You can get help in #lobsters on Freenode. If you know Rails, deploying to
Heroku is an afternoon job; using the provided ansible scripts on a bare VPS
is a day or two.

I'd strongly recommend checking out the moderation at
[https://old.reddit.com/r/changemyview](https://old.reddit.com/r/changemyview).
They deal with difficult political topics on a daily basis and generally have
very high-quality discussion.

------
canadaduane
I think
[https://www.reddit.com/r/NeutralPolitics/](https://www.reddit.com/r/NeutralPolitics/)
does a pretty good job.

------
downandout
Unfortunately, given how polarized the political landscape is today, if you
don't want to see fights/flame wars, you'll have to choose a side, and then go
to an echo chamber for that side. Your definition of "filled with idiots" will
differ greatly from those who disagree with you politically, and vice versa.
That's not to say that echo chambers are healthy - in fact, they are quite the
opposite. But anywhere that political ideologies clash, fights/what you will
view as idiocy/flame wars will exist.

There are plenty of such echo chambers available for both liberals and
conservatives. Facebook is the most obvious one. Twitter is another, if you
follow people aligned with your ideology. CNN and MSNBC offer almost
exclusively liberal slants on the news of the day and will quickly satisfy any
desire you have to hear liberal echoes, while Fox News is a largely
conservative echo chamber. As far as forums, liberals might go here [1] for
example, while conservatives might go here [2].

[1] [https://www.liberalforum.org/](https://www.liberalforum.org/)

[2] [http://www.conservativesforum.com/](http://www.conservativesforum.com/)

------
hackandtrip
There are really low-noise and well monitored sub on reddit, where the scope
of their information is limited. An example, to talk and share news about
Syrian situation,
[https://www.reddit.com/r/syriancivilwar](https://www.reddit.com/r/syriancivilwar)
is an amazing neutral space.

------
matt_s
To what end? Honestly ask yourself about when the last time was where you were
convinced to change your mind on something in an internet forum.

A site like that would be filled with the programmer equivalent of vim vs
emacs.

In a subject like politics, there isn't anywhere for 'the middle' to go
discuss things rationally. By 'the middle' I mean people that may be
affiliated with a party (or not) and aren't gung-ho about everything that
party aligns with. That might actually be a neat name for it... get people to
come together and see "the other side" from "the middle".
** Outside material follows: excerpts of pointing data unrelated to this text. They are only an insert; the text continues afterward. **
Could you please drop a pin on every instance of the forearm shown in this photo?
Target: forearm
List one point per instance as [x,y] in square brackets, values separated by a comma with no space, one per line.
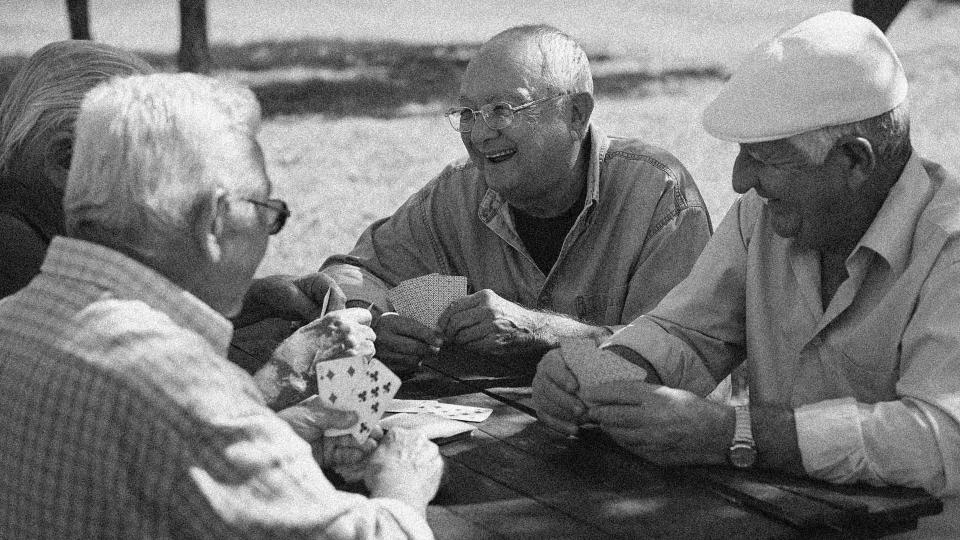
[775,435]
[552,328]
[907,442]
Okay I answered my own question about "to what end?" \- to get people talking
with each other online instead of shouting into echo chambers like FB,
Twitter, Reddit, etc.

It would be neat to have a strongly moderated (no content trolls), strong
account policy forum to go to.

------
thisisit
> signal to noise level at most political forums and subreddits I've seen is
> ridiculous

Welcome to the internet!

Any forum based medium will and should allow for dissenting opinions. Even
some bordering on what you might consider idiotic. It is easy to bait people
into a fight specially when you call them wrong. So, you will see lots of
troll behavior and ensuing fights. And with time lots and lots of flamewar.

------
cm2012
reddit.com/r/politicaldiscussion always has measured and thoughtful threads.

------
joveian
I think you have a few options, depending on what you are looking for and what
you are already doing.

1) Look for local options (city and state level in the US, or even
neighborhood level sometimes), and particularly on focused but not too focused
areas. I've come across good local transportation oriented forums and I would
guess there are decent local forums for things like education, foster care,
environment, and health care. One of the better ways of getting information is
via people who are on various advisory committes, so look for forums that
those people participate in. I've also heard that it can be fairly easy to get
on one of those committes yourself. Maybe twelve years ago or so I found the
Pittsburgh Policy Issues Online Forum when I lived in Pittsburgh that was set
up by the current mayor (Bill Peduto), who was then a city council member. He
didn't participate himself and I wasn't super impressed at the time but in
retrospect even having a few people in city government posting occasional
responses about details of particular issues was better than almost anything
else I've seen. Now almost all traces of its existance have been removed from
the web (searchable web at least). I've wondered what the people running it
thought of the experience.

2) Forcasting, detailed discussions aimed at predicting what will actually
happen rather than what should happen. Look at Good Jugdement Open:

[https://www.gjopen.com/](https://www.gjopen.com/)

3) Forget online discussion and make friends with a journalist and/or find
local groups. I think in general the closer you get to particular current
issues (and the people actually making the decisions) the more the discussion
is restrained by the current political environment in that particular area,
but also the more detail you get. I've heard that it can be shockingly easy to
have a direct impact on local politics outside of areas that powerful
interests care most about.

4) There might be better discussions hiding behind the key word "ethics" or
something similar rather than politics directly. In a way you can split
politics into a) the details of things like what is required to make
particular policy changes and what are the likely or actual results of such a
change and b) what should the goals be. For b, you are likely to get a better
discussion if it is mostly removed from current politics.

5) Put less effort into finding discussion opportunities and more effort into
finding people writing with more detailed perspectives. Some journalists go
into much more detail than others. These days lots of people previously
involved in politics have blogs and some write in detail. It is easier to
track down a bunch of interesting writers individually than a forum. Sometimes
those blogs have comment areas that are decent or you could start your own
politics blog. Also, published books can be a great source of information due
to the longer write/edit/print cycle and authors being selected more for long
term interest and expertise.

Edit: Also, look for multiple perspectives on history. In addition to history
being generally important in politics, you can often find detailed discussions
of what are now heated political issues.

------
RickJWagner
Also: Is there a 'Hacker News' with less politics and politically motivated
voting? Please?